Wednesday, June 17, 2009

Taking a Pass on E*Trade

Normally I wouldn't write up a stock I'm passing on, but I've been thinking about it a lot and decided to pass along my thoughts.

E*Trade is a discount retail stock brokerage firm that has had a horrible run. It bought an internet bank in the early part of this decade (I can't remember the year off hand) and somehow the CEO of that internet bank ended up being CEO of the E*Trade. This is important only because E*Trade blew up by making really bad decisions in its banking operations which you would think a former bank CEO would have avoided. They had a good strategy that was poorly executed.

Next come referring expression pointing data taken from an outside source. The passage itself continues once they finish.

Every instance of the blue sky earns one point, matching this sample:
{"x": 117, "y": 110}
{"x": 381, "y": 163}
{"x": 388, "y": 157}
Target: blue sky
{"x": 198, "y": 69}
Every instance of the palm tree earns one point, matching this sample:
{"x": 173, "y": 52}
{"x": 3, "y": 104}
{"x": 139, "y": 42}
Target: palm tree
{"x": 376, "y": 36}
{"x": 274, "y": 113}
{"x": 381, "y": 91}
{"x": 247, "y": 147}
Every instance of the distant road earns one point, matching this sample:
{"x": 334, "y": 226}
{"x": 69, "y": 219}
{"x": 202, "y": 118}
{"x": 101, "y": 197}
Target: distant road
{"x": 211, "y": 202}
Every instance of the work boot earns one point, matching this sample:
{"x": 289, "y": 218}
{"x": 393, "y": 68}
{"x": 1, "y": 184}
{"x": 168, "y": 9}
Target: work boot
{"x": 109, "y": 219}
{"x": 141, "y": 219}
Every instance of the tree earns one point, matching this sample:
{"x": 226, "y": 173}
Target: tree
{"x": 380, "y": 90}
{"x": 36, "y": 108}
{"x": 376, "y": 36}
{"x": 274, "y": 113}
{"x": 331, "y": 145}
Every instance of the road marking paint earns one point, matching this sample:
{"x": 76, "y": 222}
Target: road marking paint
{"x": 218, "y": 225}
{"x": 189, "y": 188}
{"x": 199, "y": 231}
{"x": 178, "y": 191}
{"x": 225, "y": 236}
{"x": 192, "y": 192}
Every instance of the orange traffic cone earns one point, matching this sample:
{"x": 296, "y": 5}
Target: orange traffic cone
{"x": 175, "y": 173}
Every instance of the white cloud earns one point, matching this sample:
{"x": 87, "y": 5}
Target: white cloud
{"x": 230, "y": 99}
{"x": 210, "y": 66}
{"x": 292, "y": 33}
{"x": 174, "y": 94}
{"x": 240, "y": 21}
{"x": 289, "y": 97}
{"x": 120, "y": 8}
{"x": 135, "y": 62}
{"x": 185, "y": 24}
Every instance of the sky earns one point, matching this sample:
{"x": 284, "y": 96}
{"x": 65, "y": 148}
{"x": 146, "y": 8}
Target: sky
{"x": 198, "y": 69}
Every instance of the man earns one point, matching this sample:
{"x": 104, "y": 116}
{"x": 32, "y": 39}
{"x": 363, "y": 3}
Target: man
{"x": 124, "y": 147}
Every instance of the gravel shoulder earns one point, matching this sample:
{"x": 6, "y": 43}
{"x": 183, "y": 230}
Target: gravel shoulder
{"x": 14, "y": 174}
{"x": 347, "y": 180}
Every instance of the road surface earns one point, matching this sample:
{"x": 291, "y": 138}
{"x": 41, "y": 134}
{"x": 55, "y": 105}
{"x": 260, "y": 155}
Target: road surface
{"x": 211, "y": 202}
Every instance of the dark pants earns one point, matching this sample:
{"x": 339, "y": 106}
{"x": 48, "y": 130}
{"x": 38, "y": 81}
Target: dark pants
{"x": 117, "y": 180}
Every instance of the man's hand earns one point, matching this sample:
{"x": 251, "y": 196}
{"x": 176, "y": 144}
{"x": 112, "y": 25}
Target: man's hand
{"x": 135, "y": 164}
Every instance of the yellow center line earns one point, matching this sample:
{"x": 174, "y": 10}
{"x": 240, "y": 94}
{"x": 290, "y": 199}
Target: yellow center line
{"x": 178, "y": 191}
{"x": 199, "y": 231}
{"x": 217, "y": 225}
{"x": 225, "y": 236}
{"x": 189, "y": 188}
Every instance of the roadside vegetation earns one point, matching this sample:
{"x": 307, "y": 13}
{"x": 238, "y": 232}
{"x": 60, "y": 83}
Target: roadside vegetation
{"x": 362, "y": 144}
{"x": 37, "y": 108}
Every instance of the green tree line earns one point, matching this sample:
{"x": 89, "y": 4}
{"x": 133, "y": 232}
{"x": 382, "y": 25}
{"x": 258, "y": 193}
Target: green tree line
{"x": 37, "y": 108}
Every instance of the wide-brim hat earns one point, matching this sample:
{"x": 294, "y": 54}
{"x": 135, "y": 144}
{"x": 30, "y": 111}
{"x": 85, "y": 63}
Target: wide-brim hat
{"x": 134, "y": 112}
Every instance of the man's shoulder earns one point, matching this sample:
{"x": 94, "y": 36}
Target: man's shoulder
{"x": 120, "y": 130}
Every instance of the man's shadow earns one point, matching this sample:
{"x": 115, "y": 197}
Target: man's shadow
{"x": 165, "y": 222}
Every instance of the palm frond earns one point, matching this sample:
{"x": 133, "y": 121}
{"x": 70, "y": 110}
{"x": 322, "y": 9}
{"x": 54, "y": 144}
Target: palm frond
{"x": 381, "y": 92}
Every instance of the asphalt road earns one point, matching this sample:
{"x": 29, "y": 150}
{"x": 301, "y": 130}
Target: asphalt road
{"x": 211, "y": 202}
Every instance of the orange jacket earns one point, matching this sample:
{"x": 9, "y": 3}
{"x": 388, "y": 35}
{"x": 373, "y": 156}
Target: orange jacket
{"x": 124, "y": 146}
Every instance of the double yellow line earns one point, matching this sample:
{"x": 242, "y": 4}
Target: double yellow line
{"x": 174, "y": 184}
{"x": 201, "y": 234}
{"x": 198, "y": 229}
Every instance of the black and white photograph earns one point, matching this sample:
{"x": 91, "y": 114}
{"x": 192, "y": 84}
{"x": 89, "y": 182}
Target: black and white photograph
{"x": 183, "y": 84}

They were able to raise a lot of deposits from their customers, which was a good thing, but could not make enough loans to those customers to put those deposits to work. Their choices were to plow those deposits into a conservative investment portfolio until they could make good loans, or be more aggressive. They were more aggressive. They purchased a large loan portfolio, which means they didn't have anything to do with the underwriting of those loans, and they bought a riskier level of securities. Not only did they purchase mortgages, they purchased home equity lines of credit, which have a bad habit of being worth zero if the borrow stops paying because they are the second or third lien on the underlying property. Their timing was clearly bad in retrospect, as the housing market crashed and non-performing assets skyrocketed.

That is the history, leaving out a lot of detail about Citadel stepping in etc. So why am I interested at all? Because despite my earlier expectations, retail clients don't seem to care that E*trade has imploded financially. I assumed they would start bleeding clients and assets as the news came out. That has not happened. They continue to attract new accounts and assets! Amazing! Couple that with the idea that the sentiment on this stock is very poor, and I thought there might be an opportunity to buy the stock now and wait until normalized earnings power shows up.

The punch line is that I would pass on E*Trade. Under a rosy outlook, not exuberant, I can come up with $0.12 in 2011 EPS after taking dilution into account from the equity and bond exchange being offered today. If the market will pay 15x for that at the end of 2010, then the stock could trade at $1.85. I need at least a 30% cagr to get me interested in this stock which puts me at $1.25 today. The stock is at $1.42 this morning. And I need to repeat that $1.25 is the most I would pay; realistically, I would like to pay $1 so that I don't have to assume a 15x multiple.

Citadel is reported to be planning to convert $600m of their 12% coupon debt into zero coupon convertibles and buy $50-$100m of the equity offering, but I am baking that into my numbers. If E*trade gets very good terms on the equity and convertible swap, I will reconsider.

I really wanted to buy this stock, and you can tell a pretty compelling story about why it makes sense, but I do not think the potential returns are enough to compensate you for the risk in this case.

If nothing else, this has been a very interesting story to follow.